Within any legal specialty you are going to find a great many acronyms and rather wordy descriptions defining procedures, instruments, and protocol. Estate planning is no different and because of the financial nature of this discipline there is a lot of ground to cover for anyone who has an interest in the strategies estate planning attorneys routinely employ. Once you understand the basic definition of something like a trust or a will you will invariably find that there are multiple types of these vehicles that are intended to serve different purposes.
The simple will or what has always been known as the “last will and testament” is the most widely understood estate planning document that exists. Everyone knows that a will is used to state your wishes with regard to the way that you would like your assets to be passed on to loved ones after you pass away. But there’s another type of will called a “living will” that has nothing to do with financial matters.

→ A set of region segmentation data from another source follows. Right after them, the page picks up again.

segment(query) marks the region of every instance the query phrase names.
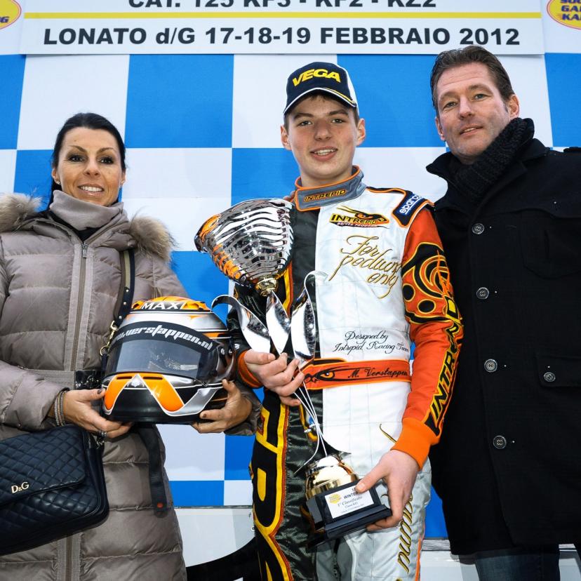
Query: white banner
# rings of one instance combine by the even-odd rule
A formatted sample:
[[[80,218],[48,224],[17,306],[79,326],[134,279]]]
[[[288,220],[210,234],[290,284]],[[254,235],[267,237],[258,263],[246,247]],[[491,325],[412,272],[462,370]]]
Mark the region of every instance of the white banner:
[[[497,54],[543,52],[538,0],[491,0],[470,3],[472,8],[467,4],[105,0],[97,4],[57,0],[47,12],[44,0],[28,0],[20,52],[429,54],[469,44]]]

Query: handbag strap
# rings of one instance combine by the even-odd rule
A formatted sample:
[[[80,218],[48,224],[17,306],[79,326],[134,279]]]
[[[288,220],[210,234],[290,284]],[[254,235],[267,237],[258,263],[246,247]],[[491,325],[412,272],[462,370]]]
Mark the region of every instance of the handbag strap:
[[[105,371],[107,364],[107,357],[109,354],[109,347],[113,340],[113,335],[119,328],[121,321],[131,310],[133,302],[133,293],[135,287],[135,253],[133,248],[121,251],[120,255],[121,265],[121,286],[117,295],[117,300],[113,309],[113,321],[109,328],[109,336],[107,341],[101,347],[99,353],[101,355],[101,368]]]
[[[137,424],[134,429],[147,448],[149,460],[149,491],[154,512],[162,514],[169,509],[163,483],[163,459],[159,446],[159,436],[153,424]]]
[[[135,253],[133,248],[120,253],[121,282],[117,302],[113,309],[113,322],[117,327],[131,310],[135,286]]]

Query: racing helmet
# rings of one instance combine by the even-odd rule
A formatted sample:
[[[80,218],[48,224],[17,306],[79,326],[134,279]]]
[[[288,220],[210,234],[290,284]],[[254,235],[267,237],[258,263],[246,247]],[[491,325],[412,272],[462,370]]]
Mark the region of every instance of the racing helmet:
[[[103,414],[119,422],[197,422],[203,410],[226,403],[222,380],[233,365],[229,333],[203,302],[138,301],[111,342]]]

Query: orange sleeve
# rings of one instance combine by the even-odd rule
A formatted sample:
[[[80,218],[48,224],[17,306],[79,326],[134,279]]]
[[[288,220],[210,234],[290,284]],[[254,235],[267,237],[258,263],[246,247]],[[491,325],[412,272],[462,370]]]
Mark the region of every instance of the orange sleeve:
[[[421,467],[429,446],[440,439],[463,336],[442,243],[427,208],[408,232],[401,276],[415,351],[411,391],[394,449],[407,453]]]

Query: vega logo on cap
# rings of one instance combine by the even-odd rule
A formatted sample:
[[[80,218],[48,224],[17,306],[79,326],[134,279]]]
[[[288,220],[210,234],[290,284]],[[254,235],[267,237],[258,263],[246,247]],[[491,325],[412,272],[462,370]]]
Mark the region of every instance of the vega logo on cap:
[[[0,0],[0,29],[15,22],[22,11],[15,0]]]
[[[329,72],[326,69],[309,69],[308,71],[303,71],[298,78],[293,78],[293,84],[297,85],[302,83],[304,81],[308,81],[314,76],[324,77],[325,79],[333,79],[338,83],[341,82],[341,76],[337,71],[331,71]]]

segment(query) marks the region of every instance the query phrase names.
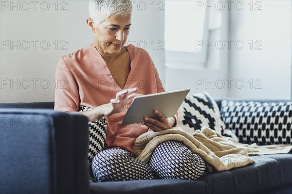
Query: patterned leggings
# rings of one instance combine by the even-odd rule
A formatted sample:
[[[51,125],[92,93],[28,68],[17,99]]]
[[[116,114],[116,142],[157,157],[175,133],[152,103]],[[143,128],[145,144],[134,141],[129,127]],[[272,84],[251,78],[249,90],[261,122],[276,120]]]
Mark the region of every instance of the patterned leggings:
[[[206,172],[201,157],[182,143],[174,141],[159,145],[149,164],[136,159],[130,152],[110,149],[98,153],[92,162],[97,182],[152,179],[196,180]]]
[[[79,107],[78,111],[91,108]],[[206,172],[201,157],[182,143],[169,141],[159,145],[149,164],[122,149],[102,151],[105,145],[107,121],[104,118],[89,123],[88,162],[90,181],[104,182],[152,179],[196,180]]]

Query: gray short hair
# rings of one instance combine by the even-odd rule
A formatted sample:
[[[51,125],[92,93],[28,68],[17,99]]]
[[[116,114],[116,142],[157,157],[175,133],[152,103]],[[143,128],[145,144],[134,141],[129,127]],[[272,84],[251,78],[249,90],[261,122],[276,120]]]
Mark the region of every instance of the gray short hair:
[[[89,16],[94,27],[111,16],[131,14],[133,5],[130,0],[90,0]]]

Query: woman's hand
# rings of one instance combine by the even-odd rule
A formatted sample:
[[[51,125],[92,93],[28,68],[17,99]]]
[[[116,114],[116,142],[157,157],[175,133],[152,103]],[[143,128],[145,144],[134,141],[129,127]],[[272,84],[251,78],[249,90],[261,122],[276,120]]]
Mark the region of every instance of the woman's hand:
[[[154,131],[161,131],[164,130],[168,129],[172,127],[175,122],[174,117],[166,118],[163,113],[156,110],[154,114],[157,116],[158,119],[149,117],[144,118],[143,125],[145,125],[151,130]]]
[[[140,94],[133,93],[136,92],[136,87],[127,89],[118,92],[115,98],[110,99],[110,102],[104,105],[103,113],[105,116],[110,116],[115,113],[126,112],[127,106],[136,96],[141,96]]]

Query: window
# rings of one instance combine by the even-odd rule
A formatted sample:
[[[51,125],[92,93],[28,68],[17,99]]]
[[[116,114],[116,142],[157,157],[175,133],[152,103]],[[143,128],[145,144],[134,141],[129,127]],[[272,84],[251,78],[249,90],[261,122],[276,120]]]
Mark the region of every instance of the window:
[[[198,1],[165,1],[166,66],[206,63],[207,50],[200,45],[208,39],[209,12],[196,8]]]

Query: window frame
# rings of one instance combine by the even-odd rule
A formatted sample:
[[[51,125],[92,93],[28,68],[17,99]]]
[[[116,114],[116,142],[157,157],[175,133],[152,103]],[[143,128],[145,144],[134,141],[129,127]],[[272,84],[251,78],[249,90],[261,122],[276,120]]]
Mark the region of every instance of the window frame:
[[[206,66],[208,49],[205,49],[205,41],[208,40],[209,36],[209,17],[210,11],[206,11],[202,40],[204,41],[204,43],[201,46],[200,51],[191,52],[165,49],[165,66],[173,67],[175,64],[179,63],[180,65],[183,65],[184,64],[186,66],[193,66],[194,65],[201,65],[201,66]]]

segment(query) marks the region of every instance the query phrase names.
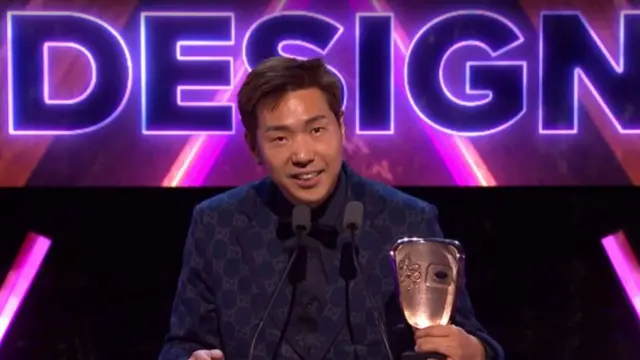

A living will involves medical preferences. In this document you state what types of health care procedures you would be willing to accept and those that you would prefer to deny should you become incapacitated at some point in the future and unable to communicate your wishes. How you feel about the possibility of being kept alive on artificial life support systems should you fall into a terminal or non-responsive condition is the issue that is usually central to a living will.
Most people have pretty strong opinions about how they would like to be treated if they were in this type of situation, and being forced to make these kinds of decisions would clearly be excruciating to your loved ones. Through the execution of a living will you take the guesswork out of it and protect yourself and your family members should you ever become unable to make medical decisions in real-time.